GIBBS: And I — I — that — look, that came up in the meeting. That's why I said that there was an acknowledgement that we would — that president and his team would look at the paperwork requirements in streamlining these — these type of things. They mentioned specifically both housing modifications and SBA loans. The president — look, the president took notes throughout the meeting. And I can assure you that he'll discuss with his team — in the event that the housing modification program is being held back because of onerous paperwork requirements that we'll streamline those paperwork requirements.
TAPPER: Do you think that's what it is and not the fact that the banks don't want to loan?
GIBBS: Well, again, I don't want to speak broadly for all the banks. I know the president's position is it is far more preferable to keep somebody in a house and to figure out the best way for them to ultimately meet through a modification their mortgage and their loan requirements that — that is far preferable in any economic situation. Quite frankly, it's more beneficial for banks to have somebody paying that loan than to have a house that they can't put anybody in. Again, we will work with anybody in terms of streamlining the number — the paperwork requirements if there are those that believe that's the onerous — the onerous part of this program. Again, the president was very clear. And that's — again, housing was one of the main things that he wanted to discuss. Obviously, there are some banks in there that don't do mortgages, but certainly there were some in there that do.

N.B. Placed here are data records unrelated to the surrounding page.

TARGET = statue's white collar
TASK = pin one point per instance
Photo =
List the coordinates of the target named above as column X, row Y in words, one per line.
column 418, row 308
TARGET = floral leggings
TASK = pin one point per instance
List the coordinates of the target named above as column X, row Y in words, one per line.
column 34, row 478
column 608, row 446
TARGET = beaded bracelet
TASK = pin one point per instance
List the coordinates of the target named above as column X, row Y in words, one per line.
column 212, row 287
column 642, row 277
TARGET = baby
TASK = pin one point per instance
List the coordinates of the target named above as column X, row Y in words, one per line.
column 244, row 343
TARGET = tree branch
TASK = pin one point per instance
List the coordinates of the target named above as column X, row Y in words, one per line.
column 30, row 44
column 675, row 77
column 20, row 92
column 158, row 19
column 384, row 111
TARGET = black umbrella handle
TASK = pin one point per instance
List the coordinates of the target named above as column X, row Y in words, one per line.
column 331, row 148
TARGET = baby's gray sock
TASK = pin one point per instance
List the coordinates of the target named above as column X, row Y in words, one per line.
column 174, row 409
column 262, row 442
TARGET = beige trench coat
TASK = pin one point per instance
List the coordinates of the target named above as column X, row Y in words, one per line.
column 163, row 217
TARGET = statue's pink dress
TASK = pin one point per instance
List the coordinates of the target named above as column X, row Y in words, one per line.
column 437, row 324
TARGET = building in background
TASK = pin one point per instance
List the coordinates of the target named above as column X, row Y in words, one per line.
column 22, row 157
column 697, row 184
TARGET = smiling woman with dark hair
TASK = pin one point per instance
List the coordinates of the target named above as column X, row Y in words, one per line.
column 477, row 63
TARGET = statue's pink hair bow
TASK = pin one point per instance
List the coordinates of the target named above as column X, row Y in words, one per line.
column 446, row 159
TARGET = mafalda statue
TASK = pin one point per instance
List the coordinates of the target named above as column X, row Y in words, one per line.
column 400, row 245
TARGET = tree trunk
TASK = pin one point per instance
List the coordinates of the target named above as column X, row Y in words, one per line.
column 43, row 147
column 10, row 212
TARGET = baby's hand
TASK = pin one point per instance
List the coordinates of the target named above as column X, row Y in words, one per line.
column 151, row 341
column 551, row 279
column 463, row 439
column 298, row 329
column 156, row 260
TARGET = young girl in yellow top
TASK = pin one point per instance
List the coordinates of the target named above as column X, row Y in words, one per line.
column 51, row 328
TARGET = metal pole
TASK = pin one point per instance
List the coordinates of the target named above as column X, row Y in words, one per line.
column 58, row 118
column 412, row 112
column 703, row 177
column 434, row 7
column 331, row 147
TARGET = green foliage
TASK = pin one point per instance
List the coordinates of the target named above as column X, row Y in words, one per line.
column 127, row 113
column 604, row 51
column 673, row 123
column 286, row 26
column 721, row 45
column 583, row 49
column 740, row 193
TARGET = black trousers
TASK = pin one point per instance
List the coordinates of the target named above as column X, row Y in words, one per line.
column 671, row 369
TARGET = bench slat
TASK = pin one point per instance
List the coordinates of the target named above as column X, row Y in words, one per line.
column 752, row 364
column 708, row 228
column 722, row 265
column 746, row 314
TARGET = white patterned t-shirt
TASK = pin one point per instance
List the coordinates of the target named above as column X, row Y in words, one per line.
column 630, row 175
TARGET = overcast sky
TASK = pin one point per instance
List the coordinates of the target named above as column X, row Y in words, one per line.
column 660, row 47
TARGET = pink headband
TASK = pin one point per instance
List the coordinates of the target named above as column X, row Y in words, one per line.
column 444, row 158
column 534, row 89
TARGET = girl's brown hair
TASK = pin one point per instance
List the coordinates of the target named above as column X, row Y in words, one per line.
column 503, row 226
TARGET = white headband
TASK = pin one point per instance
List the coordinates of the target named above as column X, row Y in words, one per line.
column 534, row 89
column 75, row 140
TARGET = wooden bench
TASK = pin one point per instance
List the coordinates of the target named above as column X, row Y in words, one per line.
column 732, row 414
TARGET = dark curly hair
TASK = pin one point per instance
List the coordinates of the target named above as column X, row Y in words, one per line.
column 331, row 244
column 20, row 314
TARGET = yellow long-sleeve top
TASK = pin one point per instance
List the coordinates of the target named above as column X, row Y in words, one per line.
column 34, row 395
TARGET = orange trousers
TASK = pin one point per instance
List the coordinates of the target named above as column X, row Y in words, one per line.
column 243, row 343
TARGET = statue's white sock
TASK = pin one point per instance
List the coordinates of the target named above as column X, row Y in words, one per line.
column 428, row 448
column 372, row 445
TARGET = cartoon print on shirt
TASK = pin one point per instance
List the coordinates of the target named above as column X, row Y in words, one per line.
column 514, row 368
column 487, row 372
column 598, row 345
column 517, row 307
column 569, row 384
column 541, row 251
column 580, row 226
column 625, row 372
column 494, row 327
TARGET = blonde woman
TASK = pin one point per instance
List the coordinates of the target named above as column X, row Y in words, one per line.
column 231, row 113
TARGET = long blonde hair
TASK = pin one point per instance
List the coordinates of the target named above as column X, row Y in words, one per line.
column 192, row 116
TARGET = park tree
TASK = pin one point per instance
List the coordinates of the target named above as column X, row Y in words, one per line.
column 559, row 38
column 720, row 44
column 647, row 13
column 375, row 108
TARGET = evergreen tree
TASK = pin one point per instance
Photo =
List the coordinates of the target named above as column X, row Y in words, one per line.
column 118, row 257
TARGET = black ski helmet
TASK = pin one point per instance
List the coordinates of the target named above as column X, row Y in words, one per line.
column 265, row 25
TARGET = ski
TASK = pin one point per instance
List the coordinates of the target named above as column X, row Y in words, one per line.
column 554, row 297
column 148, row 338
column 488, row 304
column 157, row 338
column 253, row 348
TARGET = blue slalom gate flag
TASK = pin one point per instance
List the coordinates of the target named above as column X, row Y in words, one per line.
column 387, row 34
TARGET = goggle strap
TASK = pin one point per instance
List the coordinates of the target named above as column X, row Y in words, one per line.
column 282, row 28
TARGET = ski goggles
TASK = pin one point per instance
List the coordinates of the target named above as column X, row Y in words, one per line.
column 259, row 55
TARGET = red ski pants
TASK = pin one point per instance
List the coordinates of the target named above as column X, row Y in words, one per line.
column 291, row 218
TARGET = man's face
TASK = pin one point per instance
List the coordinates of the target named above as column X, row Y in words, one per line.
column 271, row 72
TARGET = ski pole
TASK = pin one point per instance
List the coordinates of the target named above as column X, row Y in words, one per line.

TAPPER: I guess I just wonder if there are — if there are citizens watching this, and they see the president for the last year say he's going to give stern talk, going to give tough talk to bankers; meanwhile, taxpayers are giving them hundreds of billions of dollars and nothing changes. This — the housing modification program is only helping 31,000 Americans, not the 3 to 4 million. What do you say to Americans who say this just seems like Kabuki theater? This is just –
GIBBS: Well, I would say that the — that the president didn't have this meeting on accident. The president is as frustrated as the American people are. Think you heard — I don't know if you guys use video from other networks; I think the tone and the tenor of his remarks in the interview that we taped last week and that was broadcast yesterday night — last evening — was pretty clear. I don't think the president minced words. I think the president is serious and frustrated on behalf of the American people that — as we have all said, that taxpayers ensured the financial stability of many of the people that were in that room and that we should expect that those banks do the same in being part of a positive economic recovery that helps people stay in their homes, which loosens credit for medium and small businesses, which addresses egregious executive-comp issues. And again, maybe the most pressing legislative issue doesn't stand in the way of very important financial regulatory reform. Again, they all said that. The president was clear. If that's what you believe, it should be communicated from those that represent your interest on Capitol Hill.